His medical history included ESRD, possibly due to glomerulonephritis. A kidney biopsy, which provided a non-diagnostic tissue sample had been complicated with serious retroperitoneal haemorrhage and was not attempted again. Immunological tests, including antinuclear and anti-neutrophil cytoplasmic antibodies, were negative. Despite treatment with glucocorticoids and immunosuppressants, the patient gradually progressed to ESRD requiring haemodialysis three times weekly. His chronic medications included methylprednisolone (4mg/day), furosemide, amlodipine, terazosin, allopurinol, sevelamer, epoetin, bemiparin, atorvastatin, folate, and omeprazole.
When evaluated during a flare of the arthritis, he had asymmetric joint involvement with swelling, warmth, and tenderness of the wrist, the first metacarpophalangeal and the third proximal and distal interphalangeal joints of the left hand. No fever or other abnormal findings could be noted.

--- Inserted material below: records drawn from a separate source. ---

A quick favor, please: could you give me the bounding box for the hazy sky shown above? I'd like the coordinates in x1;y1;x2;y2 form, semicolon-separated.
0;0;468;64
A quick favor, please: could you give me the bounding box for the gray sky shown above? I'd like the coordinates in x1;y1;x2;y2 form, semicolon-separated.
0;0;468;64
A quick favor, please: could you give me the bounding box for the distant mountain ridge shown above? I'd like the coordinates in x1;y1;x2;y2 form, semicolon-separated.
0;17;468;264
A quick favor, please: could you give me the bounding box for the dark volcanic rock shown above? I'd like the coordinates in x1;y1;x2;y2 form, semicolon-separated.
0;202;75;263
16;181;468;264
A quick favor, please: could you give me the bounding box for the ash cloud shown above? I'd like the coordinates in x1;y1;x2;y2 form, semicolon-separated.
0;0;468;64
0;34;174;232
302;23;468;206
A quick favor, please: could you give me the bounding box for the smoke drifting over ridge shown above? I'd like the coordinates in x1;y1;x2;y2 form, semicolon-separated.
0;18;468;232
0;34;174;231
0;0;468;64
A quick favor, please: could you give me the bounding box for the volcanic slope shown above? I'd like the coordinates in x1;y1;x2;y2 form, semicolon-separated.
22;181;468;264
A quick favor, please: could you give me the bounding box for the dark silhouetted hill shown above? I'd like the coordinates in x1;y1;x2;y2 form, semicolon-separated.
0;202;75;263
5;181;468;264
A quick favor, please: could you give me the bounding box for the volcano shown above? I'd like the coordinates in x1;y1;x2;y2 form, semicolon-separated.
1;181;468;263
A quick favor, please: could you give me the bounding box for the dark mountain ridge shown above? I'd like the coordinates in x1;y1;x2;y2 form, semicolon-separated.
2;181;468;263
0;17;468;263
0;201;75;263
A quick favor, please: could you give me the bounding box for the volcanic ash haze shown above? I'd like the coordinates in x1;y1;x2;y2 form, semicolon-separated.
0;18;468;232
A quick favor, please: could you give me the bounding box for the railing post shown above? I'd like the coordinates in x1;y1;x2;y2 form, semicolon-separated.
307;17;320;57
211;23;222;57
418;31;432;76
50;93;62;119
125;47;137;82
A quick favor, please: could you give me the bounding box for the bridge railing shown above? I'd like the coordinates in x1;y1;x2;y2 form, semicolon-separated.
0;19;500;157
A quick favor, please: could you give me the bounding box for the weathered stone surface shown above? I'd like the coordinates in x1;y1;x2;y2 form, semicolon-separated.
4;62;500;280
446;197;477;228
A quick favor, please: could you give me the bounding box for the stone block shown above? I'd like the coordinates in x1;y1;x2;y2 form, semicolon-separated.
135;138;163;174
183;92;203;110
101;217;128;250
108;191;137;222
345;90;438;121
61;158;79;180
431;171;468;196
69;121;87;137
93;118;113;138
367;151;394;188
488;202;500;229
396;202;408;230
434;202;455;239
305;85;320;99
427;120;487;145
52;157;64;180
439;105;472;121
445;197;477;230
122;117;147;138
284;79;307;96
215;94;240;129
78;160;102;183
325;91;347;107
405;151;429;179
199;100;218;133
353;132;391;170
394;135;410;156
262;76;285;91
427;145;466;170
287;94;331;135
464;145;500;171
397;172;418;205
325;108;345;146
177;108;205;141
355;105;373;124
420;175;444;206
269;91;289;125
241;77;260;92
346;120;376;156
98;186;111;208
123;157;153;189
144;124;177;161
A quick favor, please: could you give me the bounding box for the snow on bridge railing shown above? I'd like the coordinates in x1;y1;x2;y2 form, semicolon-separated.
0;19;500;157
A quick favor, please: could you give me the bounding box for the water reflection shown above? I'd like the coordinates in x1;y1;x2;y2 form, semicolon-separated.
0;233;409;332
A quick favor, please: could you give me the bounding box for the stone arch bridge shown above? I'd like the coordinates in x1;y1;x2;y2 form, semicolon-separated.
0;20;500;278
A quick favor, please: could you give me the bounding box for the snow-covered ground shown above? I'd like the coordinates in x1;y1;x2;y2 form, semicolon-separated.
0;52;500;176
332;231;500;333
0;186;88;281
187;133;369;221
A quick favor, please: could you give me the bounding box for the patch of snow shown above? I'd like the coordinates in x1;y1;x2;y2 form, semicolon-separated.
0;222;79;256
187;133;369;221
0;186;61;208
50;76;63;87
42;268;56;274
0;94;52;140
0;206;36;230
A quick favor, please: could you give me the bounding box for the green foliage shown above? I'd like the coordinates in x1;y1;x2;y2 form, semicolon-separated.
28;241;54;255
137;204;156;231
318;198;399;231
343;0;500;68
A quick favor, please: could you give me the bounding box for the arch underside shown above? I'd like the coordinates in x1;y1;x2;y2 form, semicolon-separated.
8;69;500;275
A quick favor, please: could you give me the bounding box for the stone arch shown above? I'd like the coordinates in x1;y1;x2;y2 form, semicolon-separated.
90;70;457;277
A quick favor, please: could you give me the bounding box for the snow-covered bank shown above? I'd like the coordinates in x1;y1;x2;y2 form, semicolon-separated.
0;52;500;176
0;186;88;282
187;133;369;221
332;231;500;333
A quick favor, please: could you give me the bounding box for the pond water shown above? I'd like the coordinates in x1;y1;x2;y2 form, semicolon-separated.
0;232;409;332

Laboratory tests showed normal white blood cell count and a mild elevation of C-reactive protein (2.77mg/dL). Serum urate was 5.8mg/dL, calcium 10.2mg/dL, phosphorus 6.1mg/dL and parathyroid hormone (PTH) 218.3pg/mL, the latter being within target range considering the presence of ESRD. Rheumatoid factor (RF) and anti-cyclic citrullinated peptide (anti-CCP) antibodies were negative. Small joint aspiration failed to provide synovial fluid for microscopic examination, while hand X-rays revealed chondrocalcinosis of the triangular cartilage of the wrist and calcifications in the periarticular soft tissues and hooklike osteophytes, suggestive of CPPD (Figure 1).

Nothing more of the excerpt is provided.